Mais cela a-t-il un sens ? Pas vraiment. Il y a ici une confusion fréquente entre ce qui est bon pour une entreprise prise individuellement et ce qui l'est pour l'économie dans son entièreté. Si une seule entreprise adopte une réduction des salaires payés, elle améliore en effet sa position concurrentielle par rapport aux autres. Mais si toutes les entreprises adoptent la même posture, elles diminuent toutes leurs coûts de la même façon et aucune ne s'en portera mieux. Lorsque toutes les entreprises belges imitent les entreprises allemandes en gelant les salaires, elles n'améliorent pas leur position concurrentielle par rapport à celles-ci.

La stratégie suivie alimente une spirale néfaste : les travailleurs belges voient leurs salaires gelés ou revu à la baisse, le temps que leurs salaires s'alignent face à ceux plus bas de la concurrence à l'étranger. Ensuite, cela se répercute dans la demande de biens et services en Belgique : la consommation étant freinée, les débouchés pour les entreprises diminuent et l'activité économique part à la baisse. La situation devient absurde car la baisse de salaires engendre précisément ce qu'on voulait éviter.

 

Si une seule entreprise adopte une réduction des salaires, elle améliore sa position concurrentielle. Mais si toutes adoptent la même posture, aucune ne s'en portera mieux.
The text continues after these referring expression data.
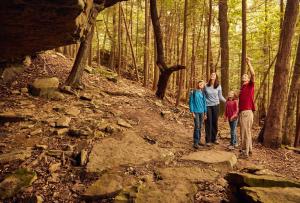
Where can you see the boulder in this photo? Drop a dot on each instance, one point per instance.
(44, 87)
(108, 185)
(21, 155)
(63, 122)
(239, 180)
(15, 182)
(220, 159)
(270, 194)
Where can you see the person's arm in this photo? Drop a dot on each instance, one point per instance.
(252, 73)
(191, 101)
(221, 98)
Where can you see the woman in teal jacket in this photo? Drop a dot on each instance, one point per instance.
(197, 103)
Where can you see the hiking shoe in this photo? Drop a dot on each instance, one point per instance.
(216, 142)
(231, 147)
(209, 144)
(196, 146)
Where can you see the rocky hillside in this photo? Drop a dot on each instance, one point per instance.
(115, 142)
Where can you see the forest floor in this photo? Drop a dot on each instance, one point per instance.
(126, 133)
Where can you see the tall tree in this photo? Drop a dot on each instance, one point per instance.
(273, 126)
(208, 50)
(165, 71)
(244, 37)
(146, 47)
(183, 53)
(223, 21)
(292, 101)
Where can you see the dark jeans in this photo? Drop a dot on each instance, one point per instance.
(211, 123)
(233, 138)
(197, 127)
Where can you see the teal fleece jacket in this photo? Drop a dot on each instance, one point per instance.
(197, 102)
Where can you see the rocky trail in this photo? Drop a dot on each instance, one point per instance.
(114, 141)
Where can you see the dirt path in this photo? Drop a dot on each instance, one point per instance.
(126, 145)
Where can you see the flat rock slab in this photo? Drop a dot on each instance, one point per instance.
(15, 155)
(272, 194)
(246, 179)
(213, 157)
(15, 182)
(167, 191)
(108, 185)
(131, 150)
(194, 174)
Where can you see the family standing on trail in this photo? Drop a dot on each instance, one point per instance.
(204, 104)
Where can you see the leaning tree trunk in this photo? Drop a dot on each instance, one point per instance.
(292, 100)
(273, 128)
(74, 79)
(224, 47)
(165, 72)
(244, 37)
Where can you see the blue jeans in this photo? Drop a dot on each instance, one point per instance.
(197, 127)
(233, 125)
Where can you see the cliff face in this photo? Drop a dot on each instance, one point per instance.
(29, 26)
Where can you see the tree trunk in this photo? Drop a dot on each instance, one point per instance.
(130, 43)
(146, 47)
(297, 138)
(244, 38)
(273, 131)
(208, 51)
(183, 53)
(223, 8)
(165, 72)
(292, 100)
(74, 79)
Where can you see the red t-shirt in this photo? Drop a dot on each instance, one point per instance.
(246, 99)
(231, 108)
Si certains économistes affirment donc que la loi de 1996 est inefficace et alimente une spirale néfaste pour l'économie, les partisans de la loi ont une réponse toute faite : pour eux, la situation n'est certes pas idéale. Ils concèdent même qu'il faudrait peut-être une coordination à la hausse des salaires en Europe, mais en l'absence de celle-ci, le gel des salaires s'impose et constitue, en quelque sorte, le moins mauvais choix. Cette rhétorique justifie une application rigoriste de la loi et est typique d'une vision partielle et partiale de la compétitivité.

La compétitivité des entreprises belges par rapport aux entreprises des pays voisins est censée être abordée de manière complexe et plurielle. La réalité est toute autre. D'un côté, le CCE présente un rapport extrêmement fouillé sur des aspects très divers de la compétitivité (structure des coûts, innovation, formation...). De l'autre, les pressions patronales dans les négociations collectives aboutissent à considérer le salaire comme la seule variable à ajuster. La loi prévoit pourtant une ouverture vers des mesures qui ne ciblent pas les seuls salaires mais d'autres revenus. Hélas, seules des mesures significatives de limitation des revenus des allocations sociales ont été prises. Nulle part on ne trouve de traces de gel des dividendes ou des revenus des capitaux à l'heure où le coût du capital est dénoncé. Très peu de mesures questionnent les autres déterminants de la compétitivité. À titre d'exemple, dans l'industrie manufacturière, un secteur par excellence soumis à la concurrence internationale, nos salaires ne représentent que 17% des coûts de production 1. Notre production se base sur des biens massivement importés avec peu de valeur ajoutée réalisée en Belgique. L'énergie est également au cœur des coûts de production dans ce domaine. Pourtant, les capitaines d'industrie sont plus enclins à appliquer une loi gelant les salaires qu'à structurellement innover et transformer la Belgique industrielle d'hier pour faire face aux concurrences internationales.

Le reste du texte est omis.